- Associated Press - Thursday, July 9, 2015

SANTA FE, N.M. (AP) - State Auditor Tim Keller on Thursday forwarded allegations of wrongdoing by top officials in the New Mexico Taxation and Revenue Department to state prosecutors, saying the case warrants further investigation.

Officials at the agency fired back, accusing Keller of playing politics and trying to grab headlines with false claims.

“We believe these are nothing more than unsubstantiated claims that are being driven by disgruntled former employees, who either work for the state auditor or were fired for sexual harassment, and now they have an ax to grind,” Taxation and Revenue Department spokesman Ben Cloutier said in a statement.

His comments followed an announcement by Keller, a Democrat, that a preliminary investigation by an independent forensic accounting firm raised questions about potential criminal and ethical violations.

Keller didn’t release many details, but he said his office looked into whether officials used their positions to pressure employees to obtain differential treatment for a certain taxpayer.

Other questions included whether these actions were taken to protect a high-level official from individual liability stemming from previous work for the taxpayer and whether the state lost revenue as a result.

“There is no place for preferential treatment when it comes to taxpayers,” Keller said in a statement. “Any abuse of power that costs our state revenue or leads to retaliation against employees who speak up is deeply troubling.”

Aside from forwarding the allegations to the attorney general’s office, Keller also notified Republican Gov. Susana Martinez’s office of the investigation.

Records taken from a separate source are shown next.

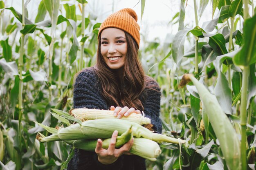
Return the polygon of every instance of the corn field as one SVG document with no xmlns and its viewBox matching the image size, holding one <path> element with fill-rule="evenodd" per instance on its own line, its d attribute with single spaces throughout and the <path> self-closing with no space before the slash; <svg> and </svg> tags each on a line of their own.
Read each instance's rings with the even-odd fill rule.
<svg viewBox="0 0 256 170">
<path fill-rule="evenodd" d="M 21 13 L 0 0 L 0 170 L 65 169 L 70 146 L 40 142 L 48 132 L 35 122 L 62 126 L 51 109 L 72 108 L 74 76 L 95 63 L 101 23 L 89 1 L 42 0 L 31 20 L 34 2 L 20 0 Z M 142 20 L 148 0 L 135 4 Z M 161 144 L 147 169 L 255 170 L 255 1 L 194 0 L 193 18 L 180 1 L 172 42 L 141 38 L 139 53 L 161 87 L 162 134 L 187 144 Z"/>
</svg>

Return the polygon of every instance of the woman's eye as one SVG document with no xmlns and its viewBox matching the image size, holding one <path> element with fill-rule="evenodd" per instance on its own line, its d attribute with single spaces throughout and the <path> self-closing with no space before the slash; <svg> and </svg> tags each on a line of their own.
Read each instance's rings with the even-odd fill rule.
<svg viewBox="0 0 256 170">
<path fill-rule="evenodd" d="M 122 42 L 124 42 L 124 41 L 122 41 L 122 40 L 119 40 L 117 41 L 117 43 L 121 43 Z"/>
</svg>

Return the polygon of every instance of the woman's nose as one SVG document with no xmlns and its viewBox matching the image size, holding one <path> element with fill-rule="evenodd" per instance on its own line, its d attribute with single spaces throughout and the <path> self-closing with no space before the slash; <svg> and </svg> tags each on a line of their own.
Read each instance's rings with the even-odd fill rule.
<svg viewBox="0 0 256 170">
<path fill-rule="evenodd" d="M 108 49 L 108 53 L 115 53 L 117 52 L 117 49 L 116 49 L 116 46 L 114 44 L 111 44 L 109 46 Z"/>
</svg>

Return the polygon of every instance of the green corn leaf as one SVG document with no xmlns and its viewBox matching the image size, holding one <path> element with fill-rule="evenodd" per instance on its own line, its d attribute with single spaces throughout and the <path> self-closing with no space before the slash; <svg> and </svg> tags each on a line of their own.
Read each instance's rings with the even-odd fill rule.
<svg viewBox="0 0 256 170">
<path fill-rule="evenodd" d="M 43 0 L 45 7 L 49 13 L 52 22 L 52 29 L 55 30 L 57 20 L 60 0 Z"/>
<path fill-rule="evenodd" d="M 6 33 L 8 35 L 10 34 L 15 30 L 18 27 L 16 22 L 15 22 L 13 25 L 9 25 L 6 27 Z"/>
<path fill-rule="evenodd" d="M 218 33 L 210 37 L 209 45 L 219 54 L 224 54 L 227 53 L 225 38 L 221 34 Z"/>
<path fill-rule="evenodd" d="M 243 34 L 244 44 L 233 60 L 237 65 L 249 66 L 256 61 L 256 15 L 245 21 Z"/>
<path fill-rule="evenodd" d="M 64 168 L 66 168 L 68 163 L 70 162 L 70 160 L 71 160 L 73 157 L 74 157 L 74 153 L 75 153 L 75 148 L 74 147 L 72 147 L 72 148 L 71 148 L 71 149 L 70 150 L 70 155 L 69 155 L 68 157 L 67 157 L 67 160 L 66 160 L 66 161 L 65 161 L 64 163 L 62 165 L 62 166 L 61 166 L 61 170 L 63 170 Z"/>
<path fill-rule="evenodd" d="M 191 106 L 191 113 L 198 127 L 198 120 L 200 120 L 200 99 L 190 95 L 190 105 Z"/>
<path fill-rule="evenodd" d="M 200 0 L 200 7 L 199 7 L 199 11 L 198 12 L 198 16 L 199 18 L 201 18 L 209 2 L 209 0 Z"/>
<path fill-rule="evenodd" d="M 36 121 L 34 121 L 34 122 L 39 125 L 40 126 L 42 127 L 43 128 L 47 130 L 47 132 L 51 133 L 52 133 L 53 134 L 56 134 L 58 133 L 58 130 L 55 129 L 55 128 L 51 128 L 50 127 L 45 126 L 40 123 L 37 122 Z"/>
<path fill-rule="evenodd" d="M 0 41 L 0 44 L 2 48 L 2 55 L 7 62 L 12 60 L 11 47 L 8 44 L 9 38 Z"/>
<path fill-rule="evenodd" d="M 200 56 L 202 53 L 202 49 L 204 45 L 207 45 L 208 43 L 207 42 L 198 42 L 198 56 Z M 184 57 L 195 57 L 195 45 L 193 45 L 192 47 L 185 51 L 184 54 Z"/>
<path fill-rule="evenodd" d="M 215 69 L 218 73 L 218 77 L 214 88 L 214 94 L 224 112 L 228 114 L 231 114 L 232 113 L 231 107 L 232 94 L 228 80 L 221 71 L 221 65 L 225 61 L 227 60 L 231 62 L 233 57 L 238 52 L 238 51 L 234 51 L 218 56 L 216 59 Z"/>
<path fill-rule="evenodd" d="M 198 91 L 228 168 L 230 170 L 239 168 L 240 144 L 233 125 L 222 111 L 216 97 L 193 76 L 188 76 Z"/>
<path fill-rule="evenodd" d="M 230 5 L 224 6 L 221 7 L 218 23 L 224 23 L 229 18 L 229 7 Z"/>
<path fill-rule="evenodd" d="M 142 19 L 142 16 L 143 16 L 143 13 L 144 13 L 144 9 L 145 8 L 145 4 L 146 3 L 146 0 L 141 0 L 140 3 L 141 3 L 141 18 L 140 18 L 140 22 L 141 22 L 141 20 Z"/>
<path fill-rule="evenodd" d="M 57 119 L 60 121 L 61 121 L 62 122 L 65 123 L 67 125 L 70 126 L 71 124 L 70 124 L 70 122 L 68 121 L 68 120 L 67 120 L 66 119 L 64 118 L 64 117 L 62 117 L 59 115 L 57 115 L 56 113 L 52 113 L 52 112 L 51 112 L 51 113 L 52 113 L 52 115 L 55 118 L 56 118 L 56 119 Z"/>
<path fill-rule="evenodd" d="M 243 1 L 235 0 L 232 2 L 229 10 L 229 15 L 234 18 L 236 14 L 240 13 L 243 8 Z"/>
<path fill-rule="evenodd" d="M 204 67 L 214 61 L 219 54 L 210 46 L 205 44 L 202 48 L 202 60 L 198 64 L 198 68 L 202 71 Z"/>
<path fill-rule="evenodd" d="M 212 9 L 213 9 L 213 13 L 212 13 L 212 18 L 213 17 L 213 15 L 214 15 L 214 13 L 215 12 L 215 10 L 218 7 L 218 4 L 219 4 L 219 2 L 220 2 L 220 0 L 212 0 Z"/>
<path fill-rule="evenodd" d="M 219 1 L 218 4 L 218 8 L 220 9 L 221 7 L 223 6 L 229 5 L 231 4 L 231 0 L 222 0 Z"/>
<path fill-rule="evenodd" d="M 45 17 L 45 15 L 46 14 L 46 9 L 45 7 L 45 4 L 44 4 L 43 0 L 41 1 L 40 2 L 39 6 L 38 7 L 38 12 L 36 19 L 35 20 L 35 23 L 37 23 L 43 21 Z"/>
<path fill-rule="evenodd" d="M 68 4 L 65 4 L 63 5 L 63 7 L 66 11 L 66 18 L 71 19 L 75 22 L 76 22 L 76 6 L 75 5 L 69 5 Z"/>
<path fill-rule="evenodd" d="M 184 20 L 185 19 L 185 0 L 180 1 L 180 9 L 179 14 L 179 29 L 181 30 L 184 29 Z"/>
<path fill-rule="evenodd" d="M 171 46 L 172 56 L 179 68 L 184 54 L 184 43 L 186 35 L 191 29 L 185 29 L 180 30 L 175 35 Z"/>
<path fill-rule="evenodd" d="M 85 0 L 76 0 L 79 3 L 81 3 L 81 4 L 87 4 L 88 2 Z"/>
</svg>

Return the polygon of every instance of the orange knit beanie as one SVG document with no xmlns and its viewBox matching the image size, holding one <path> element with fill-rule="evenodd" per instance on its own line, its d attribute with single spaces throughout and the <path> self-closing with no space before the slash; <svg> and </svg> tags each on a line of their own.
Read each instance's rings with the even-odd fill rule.
<svg viewBox="0 0 256 170">
<path fill-rule="evenodd" d="M 121 29 L 130 35 L 139 46 L 140 36 L 139 26 L 137 23 L 137 14 L 133 9 L 125 8 L 111 15 L 101 25 L 99 30 L 98 38 L 103 29 L 113 27 Z"/>
</svg>

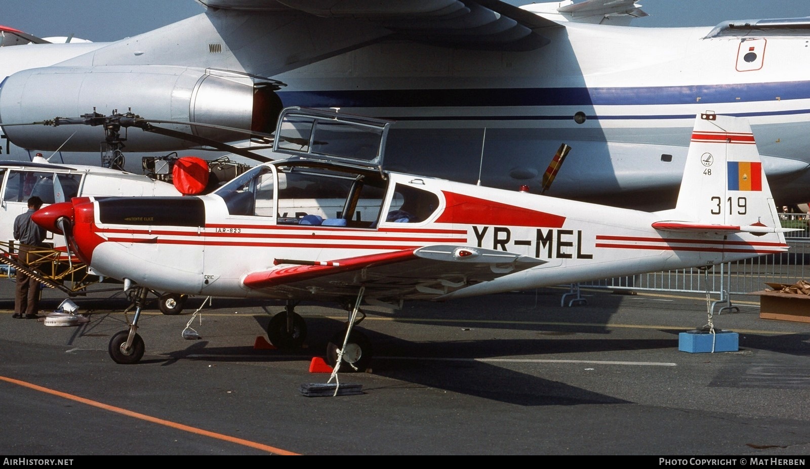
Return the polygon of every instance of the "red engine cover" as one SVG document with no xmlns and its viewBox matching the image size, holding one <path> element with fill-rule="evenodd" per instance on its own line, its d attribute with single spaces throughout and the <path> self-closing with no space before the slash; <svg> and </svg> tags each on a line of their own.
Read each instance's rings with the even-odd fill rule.
<svg viewBox="0 0 810 469">
<path fill-rule="evenodd" d="M 208 164 L 196 156 L 183 156 L 172 169 L 174 187 L 184 195 L 196 195 L 208 185 Z"/>
</svg>

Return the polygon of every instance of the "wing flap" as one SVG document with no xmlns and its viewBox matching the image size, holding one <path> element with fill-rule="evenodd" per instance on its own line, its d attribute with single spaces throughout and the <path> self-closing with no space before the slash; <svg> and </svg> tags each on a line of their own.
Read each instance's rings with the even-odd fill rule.
<svg viewBox="0 0 810 469">
<path fill-rule="evenodd" d="M 431 299 L 544 262 L 504 251 L 437 245 L 326 262 L 286 260 L 275 268 L 248 274 L 242 284 L 289 298 L 353 296 L 364 286 L 370 299 Z"/>
</svg>

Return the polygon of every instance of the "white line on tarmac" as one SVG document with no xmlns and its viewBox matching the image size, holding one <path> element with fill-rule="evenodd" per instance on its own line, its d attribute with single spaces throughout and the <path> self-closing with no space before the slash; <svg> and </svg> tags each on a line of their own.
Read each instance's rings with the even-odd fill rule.
<svg viewBox="0 0 810 469">
<path fill-rule="evenodd" d="M 194 353 L 185 356 L 188 358 L 256 358 L 255 355 L 208 355 L 203 353 Z M 282 358 L 280 356 L 274 356 L 274 358 Z M 657 361 L 605 361 L 598 360 L 535 360 L 535 359 L 514 359 L 514 358 L 442 358 L 442 357 L 420 357 L 420 356 L 375 356 L 374 360 L 412 360 L 423 361 L 480 361 L 482 363 L 575 363 L 585 365 L 624 365 L 629 366 L 678 366 L 675 363 L 657 362 Z"/>
<path fill-rule="evenodd" d="M 420 358 L 416 356 L 375 356 L 375 360 L 424 360 L 432 361 L 480 361 L 484 363 L 580 363 L 588 365 L 629 365 L 642 366 L 677 366 L 674 363 L 654 361 L 603 361 L 595 360 L 535 360 L 515 358 Z"/>
</svg>

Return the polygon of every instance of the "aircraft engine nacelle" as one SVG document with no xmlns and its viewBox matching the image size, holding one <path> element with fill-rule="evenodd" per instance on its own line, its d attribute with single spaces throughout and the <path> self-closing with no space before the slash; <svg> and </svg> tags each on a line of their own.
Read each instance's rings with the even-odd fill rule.
<svg viewBox="0 0 810 469">
<path fill-rule="evenodd" d="M 224 70 L 168 66 L 51 66 L 9 76 L 0 87 L 0 122 L 36 122 L 96 113 L 132 113 L 145 119 L 177 121 L 271 133 L 282 109 L 271 87 Z M 156 123 L 198 136 L 233 142 L 247 134 L 178 124 Z M 6 126 L 6 135 L 28 149 L 98 151 L 104 129 L 81 125 Z M 130 128 L 122 136 L 127 151 L 165 151 L 199 144 Z"/>
</svg>

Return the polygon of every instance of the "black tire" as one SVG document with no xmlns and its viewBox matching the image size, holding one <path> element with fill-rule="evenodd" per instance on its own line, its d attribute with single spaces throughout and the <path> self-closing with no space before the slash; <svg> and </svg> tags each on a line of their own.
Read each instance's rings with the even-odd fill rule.
<svg viewBox="0 0 810 469">
<path fill-rule="evenodd" d="M 132 346 L 130 347 L 129 350 L 122 349 L 122 346 L 126 343 L 126 338 L 129 335 L 129 330 L 122 330 L 116 332 L 113 339 L 110 339 L 108 351 L 113 361 L 120 365 L 132 365 L 141 360 L 146 347 L 143 345 L 143 339 L 141 339 L 140 335 L 135 334 L 132 339 Z"/>
<path fill-rule="evenodd" d="M 343 329 L 332 336 L 332 339 L 326 344 L 326 363 L 335 368 L 338 365 L 338 353 L 340 347 L 343 346 L 343 339 L 346 337 L 346 330 Z M 361 330 L 352 330 L 352 335 L 346 343 L 346 352 L 343 353 L 343 362 L 340 364 L 339 372 L 354 373 L 356 370 L 351 366 L 356 367 L 356 372 L 364 373 L 371 365 L 373 356 L 371 340 Z M 349 365 L 351 364 L 351 365 Z"/>
<path fill-rule="evenodd" d="M 180 314 L 180 313 L 183 310 L 183 307 L 185 305 L 185 300 L 187 300 L 188 297 L 188 295 L 181 295 L 179 293 L 166 293 L 164 295 L 161 295 L 158 299 L 158 308 L 160 309 L 161 313 L 168 316 Z"/>
<path fill-rule="evenodd" d="M 297 313 L 292 313 L 292 331 L 287 330 L 287 312 L 273 316 L 267 324 L 267 339 L 279 348 L 301 348 L 306 339 L 306 322 Z"/>
</svg>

Martinez spokesman Mike Lonergan also questioned the political intent of the investigation, but said Martinez “takes any allegations of misconduct seriously and will evaluate this situation thoroughly to ensure New Mexico taxpayers are being well-served and treated fairly.”

James Hallinan, a spokesman for the attorney general’s office, confirmed Thursday that a referral had been made and the matter was under review.

The case was triggered in February by an anonymous tip to the auditor’s fraud hotline that senior level officials in the Taxation and Revenue Department improperly intervened in tax matters. Included with that tip were audio recordings.

“There’s nothing partisan about the audiotapes and testimony documented by the independent investigative firm,” said auditor spokeswoman Justine Freeman.